Balanced Scorecard Measures: Your Life Raft In A Sea Of Data

Many organizations are literally awash with data, but totally bereft of insight. They track everything from website hits to donation rates to recidivism. But they have no way of knowing whether or not they're making progress against their mission. The reality is that many organizations do not measure their strategy -- they just measure their operations. If any of this sounds familiar, it's time to check in on your Balanced Scorecard measures.

Joseph, Director of Customer Success at ClearPoint, has over 10 years of experience working with customers to create efficient performance management and strategy execution processes.

Since companies haven't clearly defined what matters, they attempt to measure everything. This creates hours and hours of wasted time, effort, and paper.

The first thing we do when we start working with an organization in data overload is to take a step back and work with them to clearly define the strategy and put it on one piece of paper (You can read more about this process elsewhere in our article, Are You Lost Without A... Strategy Map?). We then work to define a set of measures that tell them how they're doing against this strategy (read more about strategic decision making here).

Once this foundation has been put in place, however, we start working on the process of managing strategy and placing the data in context. Context is what converts the sea of data into useful, and actionable, knowledge that can be used to drive decision-making.
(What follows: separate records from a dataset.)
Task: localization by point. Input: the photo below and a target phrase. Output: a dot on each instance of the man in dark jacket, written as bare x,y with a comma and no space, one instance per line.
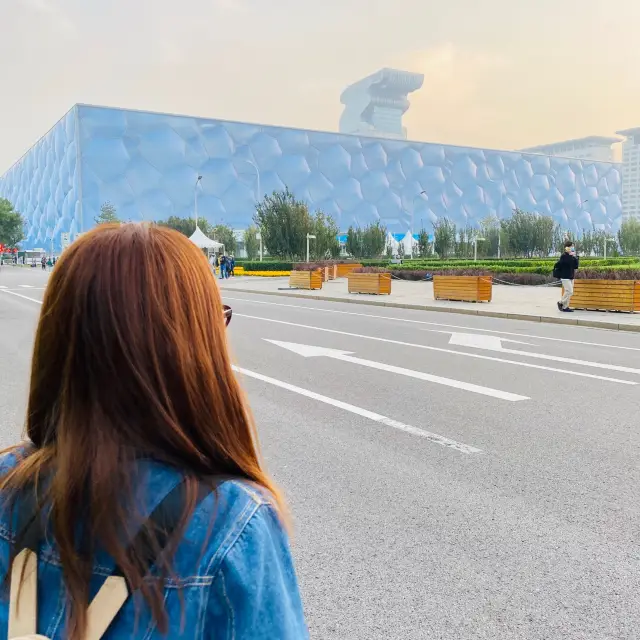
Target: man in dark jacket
565,269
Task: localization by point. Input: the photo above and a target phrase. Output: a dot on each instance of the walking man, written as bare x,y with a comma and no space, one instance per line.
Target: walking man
565,270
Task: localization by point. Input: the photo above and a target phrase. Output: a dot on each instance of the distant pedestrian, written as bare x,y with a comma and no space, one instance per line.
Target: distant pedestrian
565,270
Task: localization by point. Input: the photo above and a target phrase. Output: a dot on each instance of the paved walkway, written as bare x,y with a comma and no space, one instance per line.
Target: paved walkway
517,302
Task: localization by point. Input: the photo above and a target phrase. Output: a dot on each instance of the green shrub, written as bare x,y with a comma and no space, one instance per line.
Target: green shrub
267,266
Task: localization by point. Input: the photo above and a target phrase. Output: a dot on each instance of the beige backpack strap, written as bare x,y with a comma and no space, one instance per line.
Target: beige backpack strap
105,606
23,612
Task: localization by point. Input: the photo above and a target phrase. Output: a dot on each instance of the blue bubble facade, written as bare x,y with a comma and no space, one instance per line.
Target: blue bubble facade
147,165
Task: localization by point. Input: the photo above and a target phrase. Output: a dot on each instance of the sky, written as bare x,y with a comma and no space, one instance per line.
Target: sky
501,74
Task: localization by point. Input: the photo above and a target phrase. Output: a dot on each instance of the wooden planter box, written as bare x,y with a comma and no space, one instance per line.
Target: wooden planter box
344,269
606,295
306,279
375,283
463,288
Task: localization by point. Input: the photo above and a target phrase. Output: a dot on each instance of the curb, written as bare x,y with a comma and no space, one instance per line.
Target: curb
592,324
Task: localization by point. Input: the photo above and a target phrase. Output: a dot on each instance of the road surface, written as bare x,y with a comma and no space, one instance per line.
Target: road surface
449,476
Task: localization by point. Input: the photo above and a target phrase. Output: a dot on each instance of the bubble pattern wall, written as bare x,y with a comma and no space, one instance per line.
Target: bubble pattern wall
147,164
44,185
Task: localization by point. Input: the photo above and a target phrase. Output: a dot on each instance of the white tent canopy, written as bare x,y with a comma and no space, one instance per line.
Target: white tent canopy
200,240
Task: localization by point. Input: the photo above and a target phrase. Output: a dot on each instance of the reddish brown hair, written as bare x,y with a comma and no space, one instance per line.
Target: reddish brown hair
130,360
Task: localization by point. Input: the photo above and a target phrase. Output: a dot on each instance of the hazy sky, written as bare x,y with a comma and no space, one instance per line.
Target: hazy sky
498,73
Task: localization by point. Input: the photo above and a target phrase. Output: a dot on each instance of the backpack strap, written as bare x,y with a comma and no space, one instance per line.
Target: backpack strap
115,591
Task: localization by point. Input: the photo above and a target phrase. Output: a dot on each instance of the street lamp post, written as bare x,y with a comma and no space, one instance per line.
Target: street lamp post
309,237
413,210
475,248
259,237
195,203
606,242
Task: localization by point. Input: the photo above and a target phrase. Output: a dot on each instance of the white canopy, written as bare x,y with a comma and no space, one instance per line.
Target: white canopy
199,239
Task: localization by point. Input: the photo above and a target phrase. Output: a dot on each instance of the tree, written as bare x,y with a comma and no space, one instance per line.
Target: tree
107,214
374,239
530,234
369,242
251,242
326,244
629,236
224,234
424,244
491,232
444,237
284,223
11,225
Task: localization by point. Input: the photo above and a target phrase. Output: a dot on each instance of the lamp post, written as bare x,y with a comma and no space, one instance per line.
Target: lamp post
256,196
606,242
475,248
259,237
196,199
413,210
309,237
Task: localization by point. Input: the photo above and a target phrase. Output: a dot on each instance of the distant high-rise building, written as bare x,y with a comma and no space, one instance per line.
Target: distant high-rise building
374,106
597,148
630,173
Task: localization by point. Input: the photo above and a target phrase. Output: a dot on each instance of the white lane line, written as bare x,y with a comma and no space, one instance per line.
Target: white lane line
494,343
309,351
439,349
19,295
434,324
365,413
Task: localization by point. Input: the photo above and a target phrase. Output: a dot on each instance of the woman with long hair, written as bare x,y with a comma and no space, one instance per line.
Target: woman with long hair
139,507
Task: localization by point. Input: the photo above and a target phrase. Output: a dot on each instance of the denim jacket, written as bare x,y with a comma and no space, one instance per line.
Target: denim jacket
241,586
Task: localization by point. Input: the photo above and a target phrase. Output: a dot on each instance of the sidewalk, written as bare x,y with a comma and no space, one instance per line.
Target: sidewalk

Placing this data into context is not difficult -- the process we typically use involves four steps:

  • Limit the number of Balanced Scorecard measures to be discussed to a manageable few. We usually recommend no more than 10-15 strategy measures. More than this and you risk losing focus on the key drivers of your strategy.
  • Prepare commentary by measure owners well in advance of each meeting. For example, if average number of page views is going down, is that a good thing or a bad thing? Why? What's being done about it?
  • Send out a document with the data and the commentary 1-2 days before each meeting and insist that everyone read and understand it before coming to the meeting. Ask clarifying questions or question the data beforehand.
  • Use the strategy review meeting to make decisions. Document these decisions and hold people accountable to the decisions that were made. Track action items and project milestones.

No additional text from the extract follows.